The pair was likely to find support at 1.3675 and resistance at 1.3761, the session high.EUR/USD hit 1.3686, the lowest since February 14 and was last down 0.22% to 1.3703.
The euro slid after a report showed that the Markit euro zone composite output purchasing managers’ index ticked down to a two month low of 52.7 this month, but remained close to January’s 31-month high of 52.9.
A modest pickup in euro zone service sector activity was offset by an easing the rate of manufacturing output. However, manufacturing activity continued to outperform services activity, due in large part to strong export demand from outside the euro area.
Germany’s composite output index rose to a 32-month high this month, but France’s composite index fell to a two-month low, as service sector activity declined at the fastest rate in nine months.

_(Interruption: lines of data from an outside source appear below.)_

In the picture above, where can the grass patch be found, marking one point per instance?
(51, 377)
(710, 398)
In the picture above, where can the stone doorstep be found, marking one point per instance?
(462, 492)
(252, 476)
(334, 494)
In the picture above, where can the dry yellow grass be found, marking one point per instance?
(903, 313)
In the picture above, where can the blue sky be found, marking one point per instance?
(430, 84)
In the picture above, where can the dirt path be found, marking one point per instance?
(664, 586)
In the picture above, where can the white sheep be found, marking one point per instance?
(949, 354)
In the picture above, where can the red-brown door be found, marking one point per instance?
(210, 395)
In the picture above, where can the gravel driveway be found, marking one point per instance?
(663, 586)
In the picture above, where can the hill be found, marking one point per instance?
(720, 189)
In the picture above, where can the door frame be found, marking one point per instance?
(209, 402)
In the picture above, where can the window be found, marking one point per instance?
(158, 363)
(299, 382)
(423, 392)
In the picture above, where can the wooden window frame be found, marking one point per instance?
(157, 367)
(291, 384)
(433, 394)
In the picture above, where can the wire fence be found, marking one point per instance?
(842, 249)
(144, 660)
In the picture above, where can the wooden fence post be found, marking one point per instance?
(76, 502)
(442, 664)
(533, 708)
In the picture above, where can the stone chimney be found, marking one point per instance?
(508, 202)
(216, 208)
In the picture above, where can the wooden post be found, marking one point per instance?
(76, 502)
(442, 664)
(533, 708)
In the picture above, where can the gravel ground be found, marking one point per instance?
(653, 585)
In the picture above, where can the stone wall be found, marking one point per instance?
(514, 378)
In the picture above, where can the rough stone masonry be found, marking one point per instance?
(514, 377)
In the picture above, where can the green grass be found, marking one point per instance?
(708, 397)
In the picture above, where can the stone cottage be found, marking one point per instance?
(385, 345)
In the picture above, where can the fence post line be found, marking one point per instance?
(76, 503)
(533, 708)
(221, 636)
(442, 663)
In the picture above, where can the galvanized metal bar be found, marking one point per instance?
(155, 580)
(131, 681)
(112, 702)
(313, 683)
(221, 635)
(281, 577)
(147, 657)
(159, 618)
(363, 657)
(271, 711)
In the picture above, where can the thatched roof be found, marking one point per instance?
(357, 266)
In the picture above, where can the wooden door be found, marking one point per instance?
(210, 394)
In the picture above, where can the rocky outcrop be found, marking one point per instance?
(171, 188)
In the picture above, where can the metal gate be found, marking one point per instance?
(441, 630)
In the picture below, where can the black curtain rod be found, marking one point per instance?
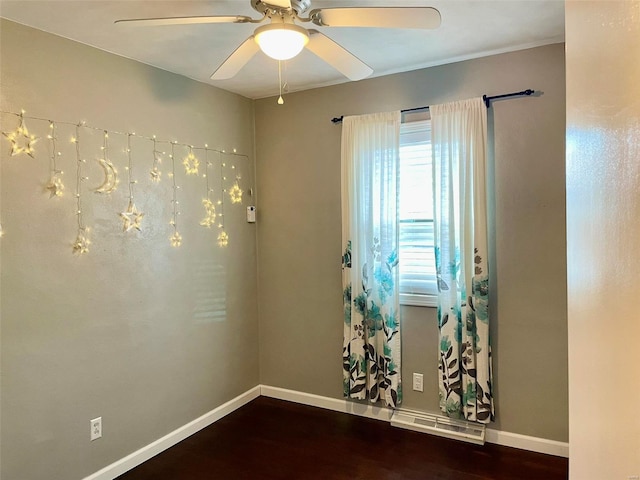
(487, 102)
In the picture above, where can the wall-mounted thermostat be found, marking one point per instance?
(251, 214)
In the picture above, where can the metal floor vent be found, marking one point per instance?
(438, 425)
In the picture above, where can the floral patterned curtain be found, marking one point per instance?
(370, 173)
(459, 145)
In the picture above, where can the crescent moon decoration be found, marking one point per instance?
(131, 217)
(110, 182)
(20, 139)
(191, 163)
(55, 185)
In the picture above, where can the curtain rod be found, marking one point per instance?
(486, 99)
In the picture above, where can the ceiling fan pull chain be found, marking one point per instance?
(280, 99)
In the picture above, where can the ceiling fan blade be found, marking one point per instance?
(339, 58)
(381, 17)
(185, 20)
(279, 3)
(236, 60)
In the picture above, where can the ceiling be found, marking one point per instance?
(469, 29)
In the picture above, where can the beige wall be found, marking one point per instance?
(298, 170)
(127, 331)
(603, 206)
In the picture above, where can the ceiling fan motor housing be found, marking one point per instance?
(299, 6)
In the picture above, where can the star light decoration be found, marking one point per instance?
(20, 139)
(155, 169)
(210, 217)
(131, 217)
(191, 163)
(55, 187)
(175, 239)
(110, 182)
(236, 193)
(223, 239)
(82, 242)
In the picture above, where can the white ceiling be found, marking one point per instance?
(470, 29)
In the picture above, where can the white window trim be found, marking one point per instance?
(417, 300)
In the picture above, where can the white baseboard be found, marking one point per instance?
(525, 442)
(145, 453)
(335, 404)
(506, 439)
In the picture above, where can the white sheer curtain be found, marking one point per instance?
(459, 146)
(370, 175)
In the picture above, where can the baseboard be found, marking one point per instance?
(145, 453)
(507, 439)
(498, 437)
(525, 442)
(335, 404)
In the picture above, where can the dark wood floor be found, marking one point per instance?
(271, 439)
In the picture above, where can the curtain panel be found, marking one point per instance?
(370, 179)
(459, 149)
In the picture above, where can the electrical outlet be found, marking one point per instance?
(417, 382)
(96, 428)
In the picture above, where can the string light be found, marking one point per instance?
(55, 185)
(176, 238)
(131, 217)
(20, 139)
(209, 207)
(110, 182)
(235, 193)
(191, 162)
(82, 242)
(223, 238)
(155, 170)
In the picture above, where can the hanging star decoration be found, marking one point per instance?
(131, 217)
(21, 140)
(191, 163)
(110, 182)
(235, 193)
(155, 174)
(55, 186)
(176, 239)
(210, 213)
(155, 169)
(81, 245)
(223, 239)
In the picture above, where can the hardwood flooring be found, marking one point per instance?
(271, 439)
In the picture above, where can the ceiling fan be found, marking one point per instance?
(283, 38)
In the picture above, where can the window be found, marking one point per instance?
(417, 262)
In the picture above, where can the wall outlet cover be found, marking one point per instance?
(96, 428)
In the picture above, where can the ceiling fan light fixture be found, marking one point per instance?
(281, 41)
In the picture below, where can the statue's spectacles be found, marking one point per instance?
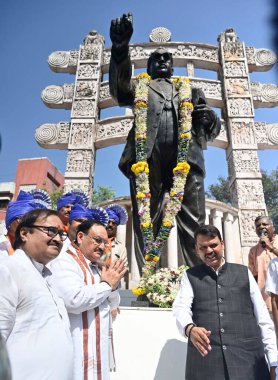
(165, 56)
(51, 231)
(99, 240)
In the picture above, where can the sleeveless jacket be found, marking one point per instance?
(222, 304)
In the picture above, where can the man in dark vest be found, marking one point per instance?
(221, 310)
(162, 139)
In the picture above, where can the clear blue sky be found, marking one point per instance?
(30, 30)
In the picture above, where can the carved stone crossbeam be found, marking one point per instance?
(114, 130)
(203, 56)
(264, 95)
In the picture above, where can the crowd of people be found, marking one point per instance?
(61, 272)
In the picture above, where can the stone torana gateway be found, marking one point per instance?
(233, 92)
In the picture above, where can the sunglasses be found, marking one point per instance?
(51, 231)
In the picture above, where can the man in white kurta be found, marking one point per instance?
(88, 295)
(33, 320)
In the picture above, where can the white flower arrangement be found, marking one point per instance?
(161, 288)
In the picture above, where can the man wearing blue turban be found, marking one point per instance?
(24, 203)
(117, 250)
(66, 202)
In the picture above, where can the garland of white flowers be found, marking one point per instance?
(141, 169)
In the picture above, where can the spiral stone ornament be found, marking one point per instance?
(52, 94)
(273, 133)
(160, 34)
(270, 92)
(265, 57)
(47, 134)
(59, 59)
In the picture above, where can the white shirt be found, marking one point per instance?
(271, 285)
(81, 298)
(33, 321)
(182, 312)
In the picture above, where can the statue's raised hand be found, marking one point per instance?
(121, 30)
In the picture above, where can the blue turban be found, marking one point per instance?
(78, 211)
(117, 213)
(24, 203)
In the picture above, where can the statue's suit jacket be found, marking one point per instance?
(122, 88)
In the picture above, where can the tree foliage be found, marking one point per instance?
(103, 193)
(220, 192)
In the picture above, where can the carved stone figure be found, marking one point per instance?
(162, 125)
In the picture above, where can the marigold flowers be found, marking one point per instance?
(182, 167)
(139, 167)
(141, 170)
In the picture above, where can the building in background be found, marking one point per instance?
(37, 173)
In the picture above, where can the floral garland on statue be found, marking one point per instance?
(141, 169)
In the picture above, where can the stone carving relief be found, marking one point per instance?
(66, 60)
(86, 89)
(239, 107)
(249, 194)
(269, 92)
(73, 59)
(248, 234)
(53, 94)
(138, 52)
(243, 132)
(119, 128)
(106, 56)
(235, 69)
(160, 34)
(59, 59)
(58, 94)
(233, 51)
(93, 38)
(90, 52)
(84, 185)
(84, 108)
(266, 93)
(79, 161)
(273, 133)
(209, 54)
(211, 89)
(87, 71)
(265, 57)
(81, 136)
(244, 161)
(237, 86)
(261, 132)
(53, 134)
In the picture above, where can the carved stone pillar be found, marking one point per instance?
(172, 248)
(121, 233)
(134, 271)
(217, 216)
(243, 164)
(207, 215)
(228, 237)
(84, 115)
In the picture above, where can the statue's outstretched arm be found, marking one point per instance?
(120, 71)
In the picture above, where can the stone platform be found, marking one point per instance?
(148, 345)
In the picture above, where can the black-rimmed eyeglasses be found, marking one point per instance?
(99, 240)
(51, 231)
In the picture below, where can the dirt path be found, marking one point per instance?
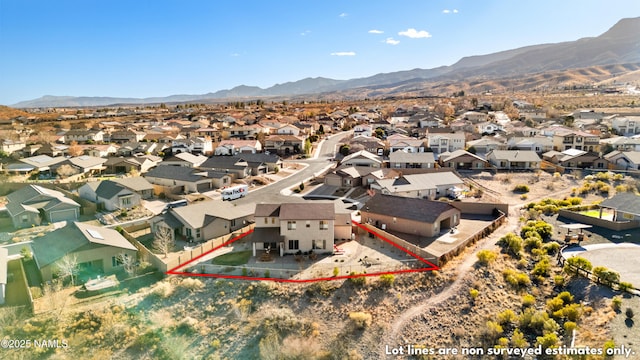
(462, 269)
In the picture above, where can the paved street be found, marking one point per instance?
(316, 166)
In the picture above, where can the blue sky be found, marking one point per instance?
(158, 48)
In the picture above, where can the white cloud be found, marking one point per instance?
(392, 41)
(415, 34)
(344, 53)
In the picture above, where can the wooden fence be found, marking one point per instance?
(183, 256)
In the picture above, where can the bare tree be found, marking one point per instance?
(128, 263)
(67, 266)
(66, 170)
(163, 241)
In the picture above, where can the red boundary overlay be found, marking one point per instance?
(428, 265)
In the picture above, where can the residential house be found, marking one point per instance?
(128, 135)
(485, 145)
(368, 143)
(194, 145)
(362, 158)
(10, 146)
(626, 125)
(405, 143)
(109, 195)
(284, 144)
(539, 144)
(439, 143)
(138, 184)
(574, 158)
(205, 220)
(421, 160)
(125, 165)
(622, 143)
(362, 130)
(626, 206)
(233, 147)
(95, 249)
(84, 164)
(234, 165)
(288, 129)
(514, 159)
(84, 135)
(624, 160)
(427, 186)
(185, 159)
(475, 116)
(295, 228)
(418, 217)
(463, 160)
(33, 204)
(564, 139)
(178, 179)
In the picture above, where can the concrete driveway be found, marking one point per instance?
(623, 258)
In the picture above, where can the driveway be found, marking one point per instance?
(623, 258)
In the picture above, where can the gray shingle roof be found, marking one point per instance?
(624, 202)
(407, 208)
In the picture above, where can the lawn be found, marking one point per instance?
(233, 258)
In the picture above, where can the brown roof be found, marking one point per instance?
(307, 211)
(407, 208)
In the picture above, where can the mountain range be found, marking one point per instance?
(614, 53)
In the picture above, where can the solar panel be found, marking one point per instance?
(95, 234)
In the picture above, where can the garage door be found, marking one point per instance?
(63, 215)
(203, 187)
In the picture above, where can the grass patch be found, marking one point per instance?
(232, 258)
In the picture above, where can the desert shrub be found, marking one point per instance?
(542, 268)
(163, 289)
(532, 243)
(577, 262)
(518, 340)
(506, 317)
(357, 279)
(551, 248)
(485, 257)
(512, 244)
(387, 280)
(361, 319)
(625, 286)
(191, 284)
(492, 331)
(528, 300)
(516, 279)
(629, 313)
(547, 341)
(605, 275)
(474, 293)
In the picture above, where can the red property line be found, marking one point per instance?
(430, 266)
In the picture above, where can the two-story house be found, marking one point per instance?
(295, 228)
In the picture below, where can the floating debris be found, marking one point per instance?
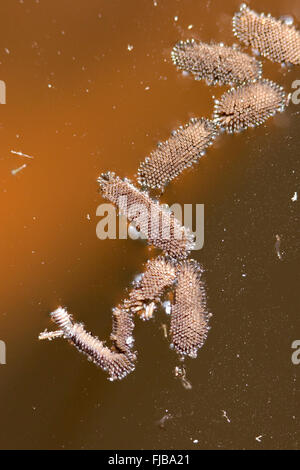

The dollar remained supported after Wednesday’s minutes of the Federal Reserve’s January meeting indicated that that the current pace of its decrease in bond purchases would remain unchanged, so long as the economy shows signs of improvement.
The U.S. was to release what would be closely watched data on consumer prices and jobless claims later in the session.
The euro was lower against the yen, with EUR/JPY dropping 0.52% to 139.76.
The safe haven yen was boosted after data on Thursday showed that the preliminary reading of China’s HSBC manufacturing index fell to a seven month low of 48.3 this month, down from 49.5 in January, falling further below the 50 level that separates expansion from contraction.
Elsewhere, the euro edged lower against the pound, with EUR/GBPslipping 0.11% to 0.8224.